Music Review: “Wave One” – John Mayer

john-mayer-wave-oneLaudy Issa
Editor-in-Chief

Like a man made wise by the uneven terrains of a difficult journey, John Mayer returns with a vibrant and yet content four-song EP, “Wave One.”

Prior to going off the grid, John Mayer would transform himself on a yearly basis with new singles, which is why it’s no surprise that he would come out with a different sound after a three-year hiatus of making original music.

While they retain a fresh spirit and original sound, the songs are also a cumulation of his early works. “Wave One” pays tribute to the folksy spirit of “Paradise Valley” and the bluesy acoustic vibes of “Continuum.”

A mature, grown Mayer gives us access into songs that, according to his Twitter account, “represent literally hundreds of hours of living inside these little worlds,” and we sure are glad he does.

With warm base and an uninterrupted rhythm, “Moving On and Getting Over” welcomes the listener to the beginning of what would be a smooth and refreshing sail. Using silence to emphasize his point is a first for Mayer, who disrupts the slick guitar riffs and drops the drums before punctuating each word of the sentence “But I still can’t seem to get you off my mind, and I do believe I feel you all the time.”

As the second song suggests with its title, Mayer is certainly not done “Changing.” This one’s a bit like a layered story, with the music changing along with the lyrics. Folkish, country-inspired traits build up into a masterful blues-rock guitar solo that reminds listeners of Pink Floyd’s David Gilmour. “Changing” is a good example of positive growth that retains the best of its roots.  

After the climb comes the fall. The radio-friendly song of the EP, “Love on the Weekend,” is nothing special. Having been released as a single in November, the song is like the rest of the mainstream country pop songs out there: catchy for a while but easily forgotten.

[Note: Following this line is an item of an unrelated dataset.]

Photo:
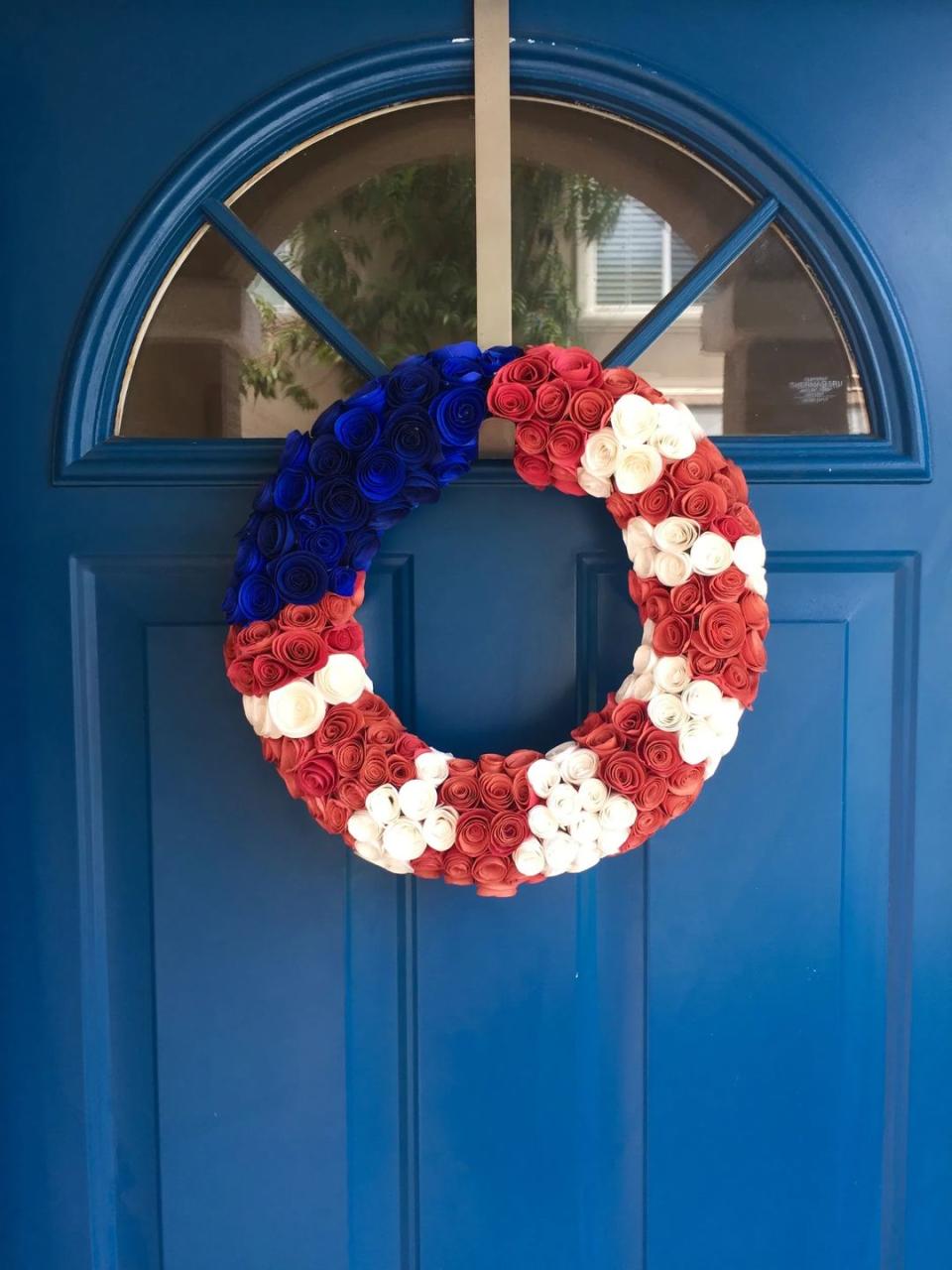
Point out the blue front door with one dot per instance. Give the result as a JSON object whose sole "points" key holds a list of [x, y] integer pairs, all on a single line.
{"points": [[227, 1044]]}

Calling upon big bangs and dinosaurs, “You’re Gonna Live Forever in Me” tells the story of beginnings and endings. The fourth and final song of the EP grabs the minds of its listeners with poignant lyrics and a soft, sad tone. Being both nostalgic and hopeful, the song has an “oh well” feel to it – the one that comes after a cathartic cry – that can be truly felt throughout the song with Mayer’s whistling.

By mixing folksy acoustics with blues, “Wave One” offers something for John Mayer fans of all generations. While “The Search for Everything” is yet to be released, the first wave of songs makes it safe to expect it to be a high caliber album.